Prompt Payment Of Claims Violations

When does the time to start calculating the time a payment is due under an insurance policy claim?  Good question but not an easy answer.

The penalty for violation of the Texas Prompt Payment of Claims Act is an 18% penalty on the amount due and owing on the claim according to Insurance Code, Section 542.060.  However, the date that amount accrues is not so easy.

The statute does not say when the penalty accrues.  On approach would be to begin accruing the 18% damages from the date the claim was received.  This focuses on the length of time the claimant has been without his or her money, instead of focusing on the length of time the insurer has been in error.  This approach encourages prompt payment of claims.  As the claim proceeds towards payment, the insurer’s incentive to pay the claim would increase.  Any error, even at the last stage, would accrue damages at 18%, retroactive to the date the claim was filed.  This approach has the benefit of making payment of the claim more important to the insurer, even as the passage of time makes payment of the claim more important to the insured.

Another approach is to begin the 18% damages accruing at the time of the violation.  An insurer that errs later pays less.  Those who err early pay more.  In the 1997, Eastern District of Texas opinion styled, Teate v. Mutual Life Insurance Co. of New York, the court started the 18% damages accruing on the date of the insurer’s violation.  In that case, the violation was the insurer’s failure to pay within 60 days after receiving proof of the claim.

An odd method was employed in the 1999, Tyler Court of Appeals opinion styled, Dunn v.
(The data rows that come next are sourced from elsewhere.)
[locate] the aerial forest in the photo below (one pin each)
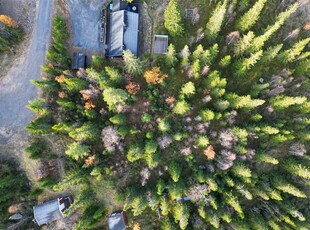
(214, 134)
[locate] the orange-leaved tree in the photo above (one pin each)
(155, 76)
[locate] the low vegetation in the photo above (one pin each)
(214, 135)
(10, 33)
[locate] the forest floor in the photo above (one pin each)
(15, 87)
(24, 14)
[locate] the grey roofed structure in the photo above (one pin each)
(119, 5)
(117, 221)
(160, 44)
(47, 212)
(79, 61)
(123, 33)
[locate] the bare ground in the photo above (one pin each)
(23, 12)
(15, 87)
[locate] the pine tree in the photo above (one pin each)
(181, 213)
(247, 20)
(181, 107)
(41, 125)
(258, 42)
(188, 89)
(215, 22)
(293, 166)
(160, 186)
(173, 20)
(171, 58)
(175, 170)
(246, 102)
(266, 158)
(155, 76)
(243, 44)
(240, 170)
(245, 64)
(87, 132)
(164, 206)
(283, 102)
(291, 54)
(38, 106)
(77, 150)
(133, 65)
(198, 53)
(271, 53)
(282, 185)
(234, 203)
(115, 97)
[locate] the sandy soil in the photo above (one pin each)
(85, 19)
(16, 89)
(23, 12)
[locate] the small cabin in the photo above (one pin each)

Southern Farm Bureau Casualty Insurance Co., where the court of appeals started the accrual of the 18% damages 150 days after the insurer received notice of the claim.  The court apparently did this by analogy to the prejudgment interest statute.  Other than establishing a parallel between the prejudgment interest statute and the Prompt Pay statute, this approach has little to recommend itself.  Nothing in the statute supports it.